Corruption is no offspring of Democracy. It is co-existent with human passions and weaknesses. Society is but a conglomerate of individuals; the whole, with all the strength of all the parts, has also all their weakness. In a State the public administration is the parlor; in a Democracy it is the servants’ hall. Public corruption in a State means that the head of the house is corrupt; public corruption in a Democracy means that the servants need attention.
Our serious public corruption—national, State and municipal—is of a kind unknown to the people of two generations ago. About the middle of the last century science developed to the point at which it was able to give man weapons adequate to the thorough conquest of nature and of natural difficulties. The American people at once seized these most timely tools and began the rapid conquest of their vast, undeveloped heritage. Forty years ago this was a sturdy but dull and monotonous agricultural nation. It was hindered in intercourse with the rest of civilization by the wide ocean, across which passage was slow, painful, dangerous. It had a sparse, scattered population leading a severe and sodden rural or semi-rural life. There were no cities in the modern sense, practically no railroads, few and wretched wagon roads, few factories, no great distributing agencies, no telegraphs. Each section was shut off from, was ignorant and suspicious of, the others. Opportunities for advancement, for individual elevation, did not, as now, press upon even the incompetent and unworthy through very profusion, but were rare, uncertain and narrow.

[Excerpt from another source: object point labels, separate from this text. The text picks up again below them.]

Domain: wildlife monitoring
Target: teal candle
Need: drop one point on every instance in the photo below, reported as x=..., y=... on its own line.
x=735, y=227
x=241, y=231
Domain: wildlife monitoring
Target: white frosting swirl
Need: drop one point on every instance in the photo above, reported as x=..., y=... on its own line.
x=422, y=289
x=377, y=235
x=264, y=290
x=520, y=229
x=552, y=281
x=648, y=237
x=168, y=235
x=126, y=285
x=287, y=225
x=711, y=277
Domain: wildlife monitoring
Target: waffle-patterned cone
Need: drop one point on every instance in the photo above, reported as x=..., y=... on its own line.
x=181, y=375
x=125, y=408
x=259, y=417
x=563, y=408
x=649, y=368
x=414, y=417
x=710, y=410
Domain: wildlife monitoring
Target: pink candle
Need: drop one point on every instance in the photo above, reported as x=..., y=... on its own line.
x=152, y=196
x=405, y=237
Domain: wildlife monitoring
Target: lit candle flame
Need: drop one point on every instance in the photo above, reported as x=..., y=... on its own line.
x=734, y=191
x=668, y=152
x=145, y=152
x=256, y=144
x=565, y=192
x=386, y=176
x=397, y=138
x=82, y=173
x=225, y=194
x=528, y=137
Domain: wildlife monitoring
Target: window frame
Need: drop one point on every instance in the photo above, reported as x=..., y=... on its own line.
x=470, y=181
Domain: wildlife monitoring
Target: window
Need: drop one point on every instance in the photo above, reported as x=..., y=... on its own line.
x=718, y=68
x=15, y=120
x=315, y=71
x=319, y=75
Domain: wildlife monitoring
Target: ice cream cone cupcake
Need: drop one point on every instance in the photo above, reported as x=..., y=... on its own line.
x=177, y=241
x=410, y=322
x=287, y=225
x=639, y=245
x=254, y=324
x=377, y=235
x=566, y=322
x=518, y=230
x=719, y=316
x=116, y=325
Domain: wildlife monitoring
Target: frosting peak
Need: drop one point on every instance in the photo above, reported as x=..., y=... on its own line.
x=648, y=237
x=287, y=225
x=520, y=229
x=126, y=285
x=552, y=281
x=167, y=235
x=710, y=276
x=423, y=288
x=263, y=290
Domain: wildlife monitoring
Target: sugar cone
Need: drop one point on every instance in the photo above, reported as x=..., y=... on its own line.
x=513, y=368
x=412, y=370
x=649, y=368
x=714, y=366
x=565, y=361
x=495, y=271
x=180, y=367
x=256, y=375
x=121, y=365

From the recent great industrial-social revolution has emerged the America of to-day—a land undreamed by our forefathers, uncomprehended by ourselves. In every essential of life—in education, in comfort, in refinement—there has been an immeasurable advance. And, most important of all, intelligence and that divine, truly democratic spirit of discontent, which has ever been the harbinger of enlightened progress, have penetrated to the remotest farmhouses, and fight a valiant and a winning battle with the sloth and despair of our city slums. Incidental to this evolution, inseparable from it, logically and naturally a part of it, there have been myriad opportunities for a temptation to corruption. And our corruption has complied with corruption’s universal law. It has been in direct proportion to opportunity.
As long as only old and familiar forms had to be combated the people did not feel, as they do now, the inadequacy, the utter unfitness of their electoral machinery for the work of selecting and controlling their public administrators. This machinery, with some slight changes, is the same that was used in Athens and that was borrowed by the Greeks from the Egyptians. It is the crudest and clumsiest device possible for registering the public will. It works fairly well in small communities where the people are not busy, where everybody knows everybody else, where public administrators can be held to strict personal account by their neighbors, their masters.
Until the two last centuries the world had little use for electoral machinery. And until the last fifty years, at most, there were no conditions that forcibly demanded the invention of a new electoral machine—one that would permit a people to register their will quickly, without circumlocutions, and at the same time without the haste that makes right action an accident.
In addition to this fundamental disadvantage our people are also contending against an almost equally unfortunate limitation. The industrial revolution presses into private service not merely all of the best minds of the nation, but also most of the minds in which large measures of both capacity and character are combined. Even the mediocres who would best fill public office—which in a Democracy should be obedient and never initiatory—have been impressed by high pecuniary rewards into private service. But demand creates supply. Give us a little time and our supply will once more equal the demands upon it. We are manufacturing competent, intelligent men and women workers by the tens and the hundreds of thousands now-a-days—faster than private enterprise can absorb them, in such vast numbers that not the richest plutocracy could seduce and silence all or even a large proportion of them. Give us a little time, another thirty years or so—at most.